Thailand matters, and not only for the 800,000 British tourists who travel each year to its beaches. Since the Vietnam War, it has been a zone of stability in a tense and unreliable neighbourhood. If Thailand sinks into civil war, as many Thais fear, the consequences will be disastrous — more illegal logging, more Burmese heroin on Europe’s streets, and more secure bolt holes for the kind of terrorists who inflicted such misery in Bali and Mumbai.
The current crisis illustrates a lesson that should have been learnt in Thailand long ago — the unpredictable and self-defeating consequences of military coups. Four years ago, the country was led by Thaksin Shinawatra, a billionaire populist who was twice re-elected. A deeply divisive figure, loved by the rural poor and loathed by the country’s elite, Thaksin was forced from power by the army, after weeks of street protests by yellow-shirted protesters. The generals promised to reform the Constitution, restore democratic rule and rebuild Thailand’s sense of national unity.
They kept their first promise, but disastrously failed to honour the second and third. The disorder that prompted the coup was mild compared with the anarchy that has recently overtaken central parts of Bangkok. The present Prime Minister, Abhisit Vejjajiva, has qualities of a promising leader — charm, education and cosmopolitanism (he was born and educated in Britain). But from the beginning he has been undermined by a simple and devastating fact — that his party has lost every election under his leadership and achieved power only as a consequence of military force.

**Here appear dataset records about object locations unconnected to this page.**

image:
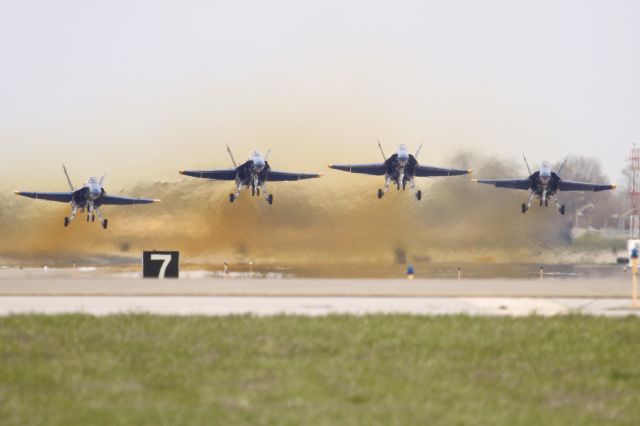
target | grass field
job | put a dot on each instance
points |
(132, 370)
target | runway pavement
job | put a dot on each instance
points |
(103, 296)
(108, 286)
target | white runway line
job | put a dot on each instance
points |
(312, 306)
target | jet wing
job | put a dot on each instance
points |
(567, 185)
(275, 176)
(377, 169)
(226, 174)
(428, 171)
(507, 183)
(61, 197)
(114, 200)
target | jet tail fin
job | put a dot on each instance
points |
(68, 179)
(233, 160)
(562, 166)
(527, 164)
(384, 157)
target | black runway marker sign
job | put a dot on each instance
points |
(160, 264)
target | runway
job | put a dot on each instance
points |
(495, 297)
(313, 306)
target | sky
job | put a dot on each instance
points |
(146, 88)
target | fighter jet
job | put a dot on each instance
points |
(90, 197)
(401, 168)
(253, 174)
(545, 184)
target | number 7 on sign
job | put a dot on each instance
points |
(166, 259)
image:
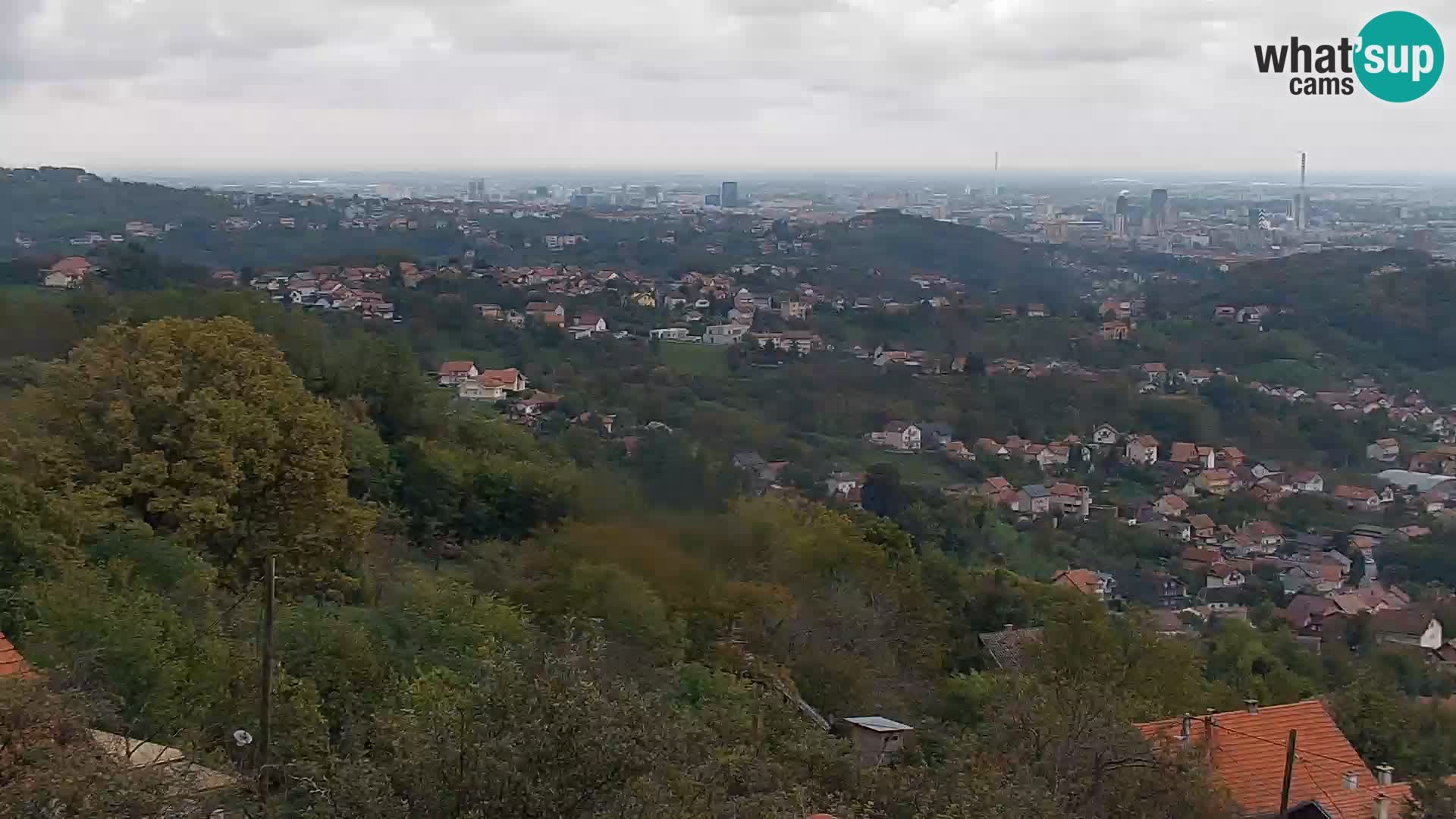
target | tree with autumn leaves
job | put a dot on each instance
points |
(201, 431)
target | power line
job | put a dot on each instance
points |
(1298, 754)
(1302, 752)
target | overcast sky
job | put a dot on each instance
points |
(750, 85)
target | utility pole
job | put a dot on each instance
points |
(265, 682)
(1289, 773)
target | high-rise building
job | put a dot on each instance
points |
(1158, 209)
(1302, 199)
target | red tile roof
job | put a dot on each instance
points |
(11, 661)
(456, 368)
(1084, 580)
(1354, 493)
(1247, 754)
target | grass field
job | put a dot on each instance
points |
(695, 359)
(28, 293)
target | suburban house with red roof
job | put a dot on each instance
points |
(12, 665)
(71, 271)
(1357, 497)
(492, 385)
(455, 373)
(1247, 752)
(1085, 580)
(1142, 449)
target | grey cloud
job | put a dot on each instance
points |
(821, 77)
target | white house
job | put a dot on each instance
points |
(1308, 482)
(455, 373)
(900, 435)
(1407, 627)
(71, 271)
(726, 334)
(1142, 449)
(1223, 575)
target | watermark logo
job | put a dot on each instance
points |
(1397, 57)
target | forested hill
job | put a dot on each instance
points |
(66, 202)
(1392, 311)
(894, 242)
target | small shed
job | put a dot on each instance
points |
(878, 741)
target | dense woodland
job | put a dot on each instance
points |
(482, 620)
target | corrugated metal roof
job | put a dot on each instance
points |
(878, 723)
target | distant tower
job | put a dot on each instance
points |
(1158, 207)
(1302, 200)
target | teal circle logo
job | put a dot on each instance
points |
(1400, 57)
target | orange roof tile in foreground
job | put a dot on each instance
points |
(11, 661)
(1247, 754)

This is the genuine grievance driving the Red Shirt protesters who have shown remarkable forbearance despite Mr Abhisit’s flouting of democratic norms. A growing number are urban, middle-class Thais motivated not by love of Thaksin, but deep disquiet about the manner in which he was ousted. This anxiety was kindled into rage when, a fortnight ago, 25 people were killed in a clumsy attempt by soldiers to disperse protesters.
More, and probably worse, bloodshed is a certainty if the Government clears the Red Shirt stronghold by force. A political settlement is the only acceptable solution, and it will require compromise by both sides. Mr Abhisit must accept the Red Shirts’ proposal of new elections in three months, a wholly reasonable proposal that he rejected out of hand in a nationwide broadcast yesterday. He must acknowledge that he has become part of the problem, and step down immediately — not for exile, as the Red Shirts demand, but for an honest fight at the ballot box.

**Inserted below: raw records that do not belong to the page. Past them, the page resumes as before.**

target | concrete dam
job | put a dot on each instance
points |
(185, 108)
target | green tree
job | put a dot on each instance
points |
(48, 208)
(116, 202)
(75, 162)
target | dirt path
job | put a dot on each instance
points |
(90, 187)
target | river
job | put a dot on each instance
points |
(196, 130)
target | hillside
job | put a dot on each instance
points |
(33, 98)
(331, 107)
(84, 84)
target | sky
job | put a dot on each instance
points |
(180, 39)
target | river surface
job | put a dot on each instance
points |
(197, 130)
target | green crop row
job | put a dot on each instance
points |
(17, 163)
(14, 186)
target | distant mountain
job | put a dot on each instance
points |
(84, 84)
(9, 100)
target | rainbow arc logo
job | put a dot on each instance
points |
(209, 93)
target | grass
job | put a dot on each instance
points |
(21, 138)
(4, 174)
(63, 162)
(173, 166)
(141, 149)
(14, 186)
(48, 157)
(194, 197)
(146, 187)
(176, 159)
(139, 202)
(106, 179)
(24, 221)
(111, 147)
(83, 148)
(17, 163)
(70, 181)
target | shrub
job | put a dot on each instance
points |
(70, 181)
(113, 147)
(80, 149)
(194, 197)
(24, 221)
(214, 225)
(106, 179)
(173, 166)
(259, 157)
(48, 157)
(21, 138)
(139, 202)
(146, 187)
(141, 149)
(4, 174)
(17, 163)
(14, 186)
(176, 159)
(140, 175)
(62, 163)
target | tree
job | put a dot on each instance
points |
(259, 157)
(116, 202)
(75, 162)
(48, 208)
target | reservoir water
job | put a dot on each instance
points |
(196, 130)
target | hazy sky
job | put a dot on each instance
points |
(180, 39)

More importantly, all sides must resolve that this will mark the end of Thailand’s era of mob politics. Reds and Yellows must make a covenant to respect the outcome of the election and never again to resort to illegal means of protest. Above all, the army must stay in its barracks, and reflect on the way that, in attempting to heal Thailand four years ago, it succeeded only in opening deeper, and now festering, wounds.